5 In addition to Jamaica, only one other of these 12 jurisdictions sanctions ‘permitted’ drugs (Chile; phenylbutazone and furosemide).
6 The requirement for a specific pre-race period when no drugs or medications may be administered ranged from No Recommendation, to the time of registration for the race (Chile), to 48 h (South Africa), to 7 days, or for specific drugs, longer (Hong Kong), to 9 days (Korea).
7 Recommendations on penalty assessment are notably absent from the Rules in most of the jurisdictions surveyed. Penalties are, in general, decided after due consideration of the facts pertinent in the case. For example, France Galop rules specify a range of maximum fines. The rules for Chile specify suspension terms for first, second or third occurrences. As described above, penalties are assigned to four groups of drugs in Brazil.
Some of the jurisdictions surveyed are considering the implementation of a classification system. Article 6 of the International Agreement on Breeding and Racing will soon undergo revision, and may include provisions for classification systems in its new form.
Summary
The primary reason for developing the ARCI Uniform Classification of Foreign Substances was to give stewards and other racing regulators guidelines to assist them in understanding the relative performance effects and general offensiveness to the Rules of Racing of various drugs and medications. As such, these guidelines have been very useful in the world of racing regulation – officially or unofficially – because this classification system, for the first time, places a relative number on the inappropriateness of any one of more than 750 agents appearing in forensic samples taken from racing horses.
The guidelines set up by this system established the first framework for dialogue among veterinary pharmacologists reviewing these drugs. Prior to development of the guidelines, pharmacologists had their own opinions about these agents and their effects on performance. The guidelines, however, established a framework for discussion, and there has been surprising unanimity about the classification of each of these agents.

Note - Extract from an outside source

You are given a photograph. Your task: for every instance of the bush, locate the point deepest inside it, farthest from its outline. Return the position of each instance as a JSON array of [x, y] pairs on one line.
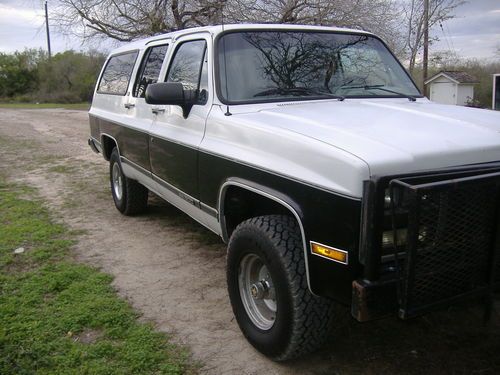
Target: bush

Not only does this classification system provide a useful basis for dialogue among experts, it is also useful for regulators, horsemen and other laymen, most of whom have little training or experience with drugs and their effects on horses. The system is easily understandable and communicates the relative possibility of any classified substance to affect the performance of a horse. Consequently, the system has made it possible for laymen to understand the degree of impropriety of all drugs and medicines with which they may have contact.
Grouping a large number of drugs into specific classes has greatly facilitated discussion about regulations and penalties, and the classification system is related to proposed penalty guidelines which were developed in parallel. With regard to penalties for Class 1 agents, it is easy to assign and defend substantial penalties after examining the guideline statement describing the possible performance effects of this group of agents as well as the fact that they have no well recognized therapeutic role. Similarly, the relatively modest effects of class 4 and 5 agents, combined with the fact that these groups encompass a large number of well recognized therapeutic agents, helps in understanding the possible presence of trace levels of these agents in post-race samples.
In summary, the ARCI Uniform Classification of Foreign Substances Guidelines condenses data on drugs and medications and places them into a simple five class system. This system has made it possible to confidently discuss the regulatory implications of the identification of any one of the ≈ 750 classified substances potentially found in forensic samples from a performance horse. As such it facilitates both the development and implementation of more understandable and equitable regulatory processes.